Here are six ways to boost your position as a cash buyer:
Know your worth.
Because you come to the table without the same risks as a buyer who must borrow from a bank, you may be able to garner extra discounts. Cash is king in many businesses. You could ask your general contractor, other service providers, and possibly the log home kit manufacturer what they can offer.
(For example, register at https://www.eloghomes.com and ask about extra discounts for cash buyers.)
Understand upfront what everything will cost.
It’s wise to hire an experienced general contractor, and to ask for a “builder cost sheet” upfront. These costs will include every line item that is in addition to the cost of your log home kit. On your side, invest time upfront with your log home manufacturer to be sure the home is designed with everything you want and can afford. Then move forward with the mindset that you’ll limit change orders and stick to the budget, or factor in an extra 10% to 20%, giving yourself some wiggle room for unexpected changes or costs.

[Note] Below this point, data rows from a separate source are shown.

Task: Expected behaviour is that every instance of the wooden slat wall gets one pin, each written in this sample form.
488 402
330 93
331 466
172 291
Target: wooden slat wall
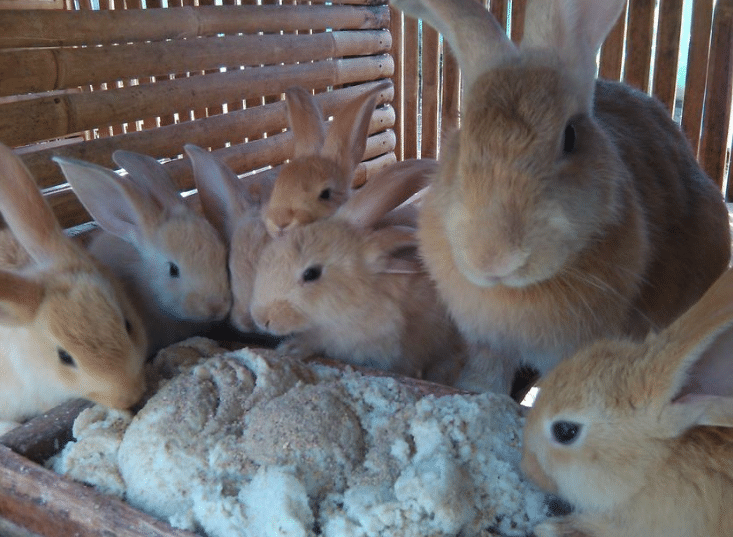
642 50
84 82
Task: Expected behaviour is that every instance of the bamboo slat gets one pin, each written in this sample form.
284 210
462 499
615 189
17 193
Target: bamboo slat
49 28
519 8
451 92
430 92
52 117
612 52
714 140
697 70
48 504
667 54
215 131
398 54
412 88
639 43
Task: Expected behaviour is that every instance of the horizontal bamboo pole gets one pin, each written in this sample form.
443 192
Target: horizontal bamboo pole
36 70
49 28
252 155
215 131
52 117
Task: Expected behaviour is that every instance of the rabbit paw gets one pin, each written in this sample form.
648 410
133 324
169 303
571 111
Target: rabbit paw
559 527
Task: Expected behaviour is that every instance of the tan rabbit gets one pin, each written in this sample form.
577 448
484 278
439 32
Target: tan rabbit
228 205
171 260
638 436
343 286
317 180
566 208
66 328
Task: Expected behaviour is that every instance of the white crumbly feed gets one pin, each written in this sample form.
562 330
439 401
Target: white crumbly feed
253 445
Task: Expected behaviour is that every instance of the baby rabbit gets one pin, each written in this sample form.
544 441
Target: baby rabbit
341 287
317 180
638 436
67 329
227 204
170 259
565 208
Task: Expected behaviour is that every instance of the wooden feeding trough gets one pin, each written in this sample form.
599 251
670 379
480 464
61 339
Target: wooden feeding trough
82 78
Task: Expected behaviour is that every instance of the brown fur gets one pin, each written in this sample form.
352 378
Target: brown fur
80 309
537 251
649 463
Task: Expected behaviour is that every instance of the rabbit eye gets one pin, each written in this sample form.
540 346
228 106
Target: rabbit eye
312 273
65 357
569 139
565 432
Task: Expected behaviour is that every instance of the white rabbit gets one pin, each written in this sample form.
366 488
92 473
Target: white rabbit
170 259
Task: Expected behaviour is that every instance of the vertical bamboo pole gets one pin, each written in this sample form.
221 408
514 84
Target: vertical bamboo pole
411 88
398 53
697 68
430 92
714 140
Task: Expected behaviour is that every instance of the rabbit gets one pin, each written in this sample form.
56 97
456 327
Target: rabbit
318 179
229 205
565 208
170 259
638 435
67 329
343 286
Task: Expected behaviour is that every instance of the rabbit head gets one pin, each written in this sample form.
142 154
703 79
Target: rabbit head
530 177
621 417
182 260
66 328
317 180
228 205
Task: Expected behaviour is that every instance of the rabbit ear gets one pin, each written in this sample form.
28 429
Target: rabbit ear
150 175
575 29
28 215
693 359
392 250
346 139
389 188
475 36
117 204
20 298
306 122
221 192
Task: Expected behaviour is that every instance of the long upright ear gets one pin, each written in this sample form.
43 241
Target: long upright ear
28 215
575 29
693 360
221 192
346 139
389 188
150 175
475 36
306 122
117 204
393 250
20 298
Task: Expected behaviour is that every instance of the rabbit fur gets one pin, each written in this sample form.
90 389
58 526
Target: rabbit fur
566 208
638 436
318 178
170 259
340 287
67 329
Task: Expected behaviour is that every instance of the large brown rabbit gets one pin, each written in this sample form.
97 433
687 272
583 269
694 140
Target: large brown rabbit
566 208
639 436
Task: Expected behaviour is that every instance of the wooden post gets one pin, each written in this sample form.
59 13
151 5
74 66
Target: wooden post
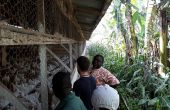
4 56
43 77
8 95
163 40
42 55
70 55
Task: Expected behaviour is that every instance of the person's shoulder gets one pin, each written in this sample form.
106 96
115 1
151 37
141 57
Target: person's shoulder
75 104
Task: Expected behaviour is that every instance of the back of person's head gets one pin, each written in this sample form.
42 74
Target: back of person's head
83 63
98 61
103 109
61 84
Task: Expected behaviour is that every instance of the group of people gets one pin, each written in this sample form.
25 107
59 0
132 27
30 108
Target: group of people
94 90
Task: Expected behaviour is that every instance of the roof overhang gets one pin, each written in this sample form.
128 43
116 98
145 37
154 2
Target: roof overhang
89 13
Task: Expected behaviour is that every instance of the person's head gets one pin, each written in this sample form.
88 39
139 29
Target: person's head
83 64
98 61
61 84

Consider bringing in an expert or two.
You may consider hiring a mutually agreed-upon independent inspector who will certify at various stages of construction that each phase has been properly completed before the next draw is paid. Even the best builders and homes can have issues during construction, so you may come to appreciate this added layer of protection. You could also hire someone for an engineering review – this person can determine the codes required and evaluate the property for use and positioning of the home. A landscape architect can also be helpful, to take best advantage of your outdoor space as well as your indoor space.
Make sure your general contractor has sufficient capital to pay all subcontractors.
Working with a general contractor requires an inherent amount of trust, and you may already have a good relationship with your general contractor. It doesn’t hurt, however, to conduct due diligence ahead of time to make sure your investment is protected – just like any bank would do. For instance, you could ask your general contractor to provide a letter and any supporting documents to prove that he has sufficient capital to pay his subcontractors. One couple experienced the consequences of not doing this: they had a home under construction, and they lost both their money and their new home when the previously reputable builder ran into financial difficulties.
Set up a draw schedule that protects you until your home is completed.
It is not uncommon for some general contractors to “deprioritize” your home once they have been paid the bulk of their fees. One log homeowner had difficulty getting his home completed in the time frame he expected. When he reached the stage of final payments, the general contractor still had to pay realtor and subcontractor fees out of those payments, and therefore had already received all of his profits on the project. He was not as motivated at that point to finish the home, and was already prioritizing the next project.
There are many ways to avoid this. One layer of protection would be to use a third-party construction escrow service, which would hold the funds in an interest-bearing account and release them to the contractor once each stage is met with approval by a mutually agreed-upon inspector, or by municipal inspectors. Another wise move is to set up the draw schedule with relatively equal payments from beginning to end of construction, motivating the general contractor to bring the project to completion before earning that last, sizeable payment.
As you assemble your log home team, include your financial advisor.
Because you may be considered a high net worth individual by your bank, you may want to consider bringing a partial loan into the mix, to get tax benefits, keep part of your investments liquid, or to be certain that all of your money is working hardest wherever you place it. It’s smart to speak to your financial advisor about the big picture as you decide to move forward with your new home. If you decide to go all-in with cash, there will be nothing like the feeling of creating a legacy home for your family that is wholly owned by you.